There are a number of possibilities and skilled mediators know how to deal with what you would hope is a temporary “blip”’ in the negotiations.
First of all, your client should be prepared for this. I normally tell my clients that this is our first day of real negotiations. We would not be going if we were not prepared and interested in settling. But we are just one side. The defendant(s) may or may not have the right attitude about settlement, or may be fighting among themselves as to their respective shares.
Second, I have a basic operating principal in mediations. If the parties are talking there is hope, so KEEP TALKING if you are interested in getting the job done and a resolution of your clients’ case.
So what are the alternatives if the parties reach the end of the day or it’s apparent during the mediation day that they are stuck and the process has bogged down?

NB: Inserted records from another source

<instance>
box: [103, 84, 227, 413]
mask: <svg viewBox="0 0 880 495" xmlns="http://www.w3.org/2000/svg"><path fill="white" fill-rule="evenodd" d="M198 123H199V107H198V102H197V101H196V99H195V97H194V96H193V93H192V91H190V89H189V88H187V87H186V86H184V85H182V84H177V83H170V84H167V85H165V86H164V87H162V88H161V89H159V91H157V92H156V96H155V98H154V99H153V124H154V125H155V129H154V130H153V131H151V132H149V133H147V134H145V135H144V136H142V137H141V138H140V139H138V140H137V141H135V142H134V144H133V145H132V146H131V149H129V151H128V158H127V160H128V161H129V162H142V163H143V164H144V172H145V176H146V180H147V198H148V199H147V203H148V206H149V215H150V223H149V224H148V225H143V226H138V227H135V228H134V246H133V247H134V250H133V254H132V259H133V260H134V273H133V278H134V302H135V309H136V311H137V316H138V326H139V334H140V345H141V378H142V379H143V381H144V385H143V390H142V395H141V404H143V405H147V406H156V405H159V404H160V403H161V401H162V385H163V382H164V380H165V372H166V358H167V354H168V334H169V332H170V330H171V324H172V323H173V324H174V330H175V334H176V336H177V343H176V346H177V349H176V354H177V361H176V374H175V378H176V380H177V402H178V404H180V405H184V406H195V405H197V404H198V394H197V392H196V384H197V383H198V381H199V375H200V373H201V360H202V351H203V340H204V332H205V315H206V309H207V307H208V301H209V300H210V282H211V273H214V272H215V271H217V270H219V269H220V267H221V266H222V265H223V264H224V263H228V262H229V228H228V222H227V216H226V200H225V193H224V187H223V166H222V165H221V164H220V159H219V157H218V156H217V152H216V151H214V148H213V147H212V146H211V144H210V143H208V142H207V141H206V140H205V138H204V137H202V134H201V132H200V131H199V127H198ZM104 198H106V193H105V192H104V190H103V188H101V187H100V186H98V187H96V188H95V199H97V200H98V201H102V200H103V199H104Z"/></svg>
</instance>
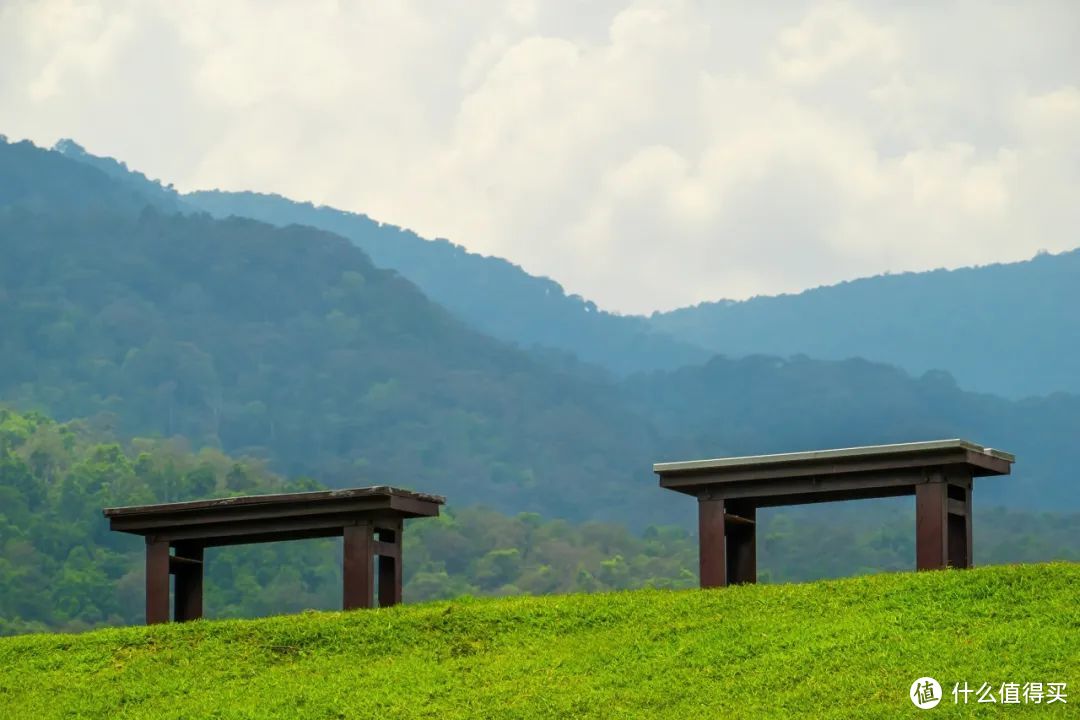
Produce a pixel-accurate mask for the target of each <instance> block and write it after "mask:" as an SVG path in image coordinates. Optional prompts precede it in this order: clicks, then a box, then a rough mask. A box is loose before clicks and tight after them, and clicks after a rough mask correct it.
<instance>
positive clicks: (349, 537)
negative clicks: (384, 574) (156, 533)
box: [341, 521, 375, 610]
mask: <svg viewBox="0 0 1080 720" xmlns="http://www.w3.org/2000/svg"><path fill="white" fill-rule="evenodd" d="M343 536H345V542H343V545H345V547H343V553H342V561H341V585H342V594H341V608H342V609H343V610H354V609H356V608H370V607H373V604H374V597H373V596H374V594H375V547H374V545H375V539H374V536H373V532H372V525H370V524H369V522H366V521H365V522H357V524H356V525H347V526H346V527H345V533H343Z"/></svg>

No. 1: Use a “mediator’s field of play”: Here the mediator proposes a “demand” and “offer” which each side must accept. That is, the plaintiff must agree to make the proposed “demand” and the defense (if more than one then perhaps a joint offer) agrees to the proposed offer. Once that occurs then the parties negotiate further. This approach is used when the plaintiff is holding back and making “demands” that are too high and the defense is standing on an offer that one might characterize as “way too low.” That is, each side is being unrealistic. The approach I describe forces the parties into an appropriate mediating range or “field of play” that allows them to get back to mediating.
No. 2: Adjourn and come back another day: This often happens. Perhaps there is more discussion that needs to take place between lawyer and client, or the parties need more discovery. However, if there is real interest in a settlement among all parties, a second session after some time passes and some additional work is done, often can lead to resolution.
No. 3: Separate sessions with the parties: If there are disagreements among several defendants, but overall they have a sense of what collectively might result in a settlement, perhaps a separate settlement session with the defendants will allow them to discuss their respective shares.
No. 4: The mediator works the phones: Here the mediator takes the responsibility of continuing negotiations by calling the parties separately and discussing resolution. This can work in the situation where the parties are close but closure does not occur. Maybe the defendant or defendants need to request additional authority, and cannot accomplish this during the mediation day. Or perhaps the mediator wants some time to talk to the parties separately without the time pressures of a work day. The disadvantage is that the mediator loses the face-to-face encounter, and also has the inconvenience of trying to reach counsel, who are often occupied during the business day. This becomes more of a problem when there are time differences. But continuing the mediation process is better than abandoning it. Perhaps the mediator can even bring the parties back to a face-to-face process if he runs out of nickels for the phone call!! (I remember when.)
No. 5: A mediator’s proposal: This is the last resort for a mediator to settle a case where the parties are reasonably close but are unable to make the final move to closure. Here the mediator proposes a number and the terms of a settlement. Both sides are advised of such and given the opportunity to accept or not. If the parties accept the mediator’s proposal, then the deal is done. If not, there is no settlement. In my experience, mediators are reluctant to do a mediator’s proposal unless there is a real chance the parties will accept it. These are normally very reasonable proposals which are irresistible in most cases. I cannot remember a case in which a mediator’s proposal was not accepted by the parties, but then this approach is not one that occurs with great frequency. Used properly by a mediator it can be an effective tool for resolution.
There are other approaches as a mediation is subject to the creativity of the mediator and the parties. But as long as the parties “keep talking” there is hope for a settlement. After all, as noted in previous columns, history and statistics demonstrate that the parties are likely to do better by settlement than concluding the matter by arbitration or trial.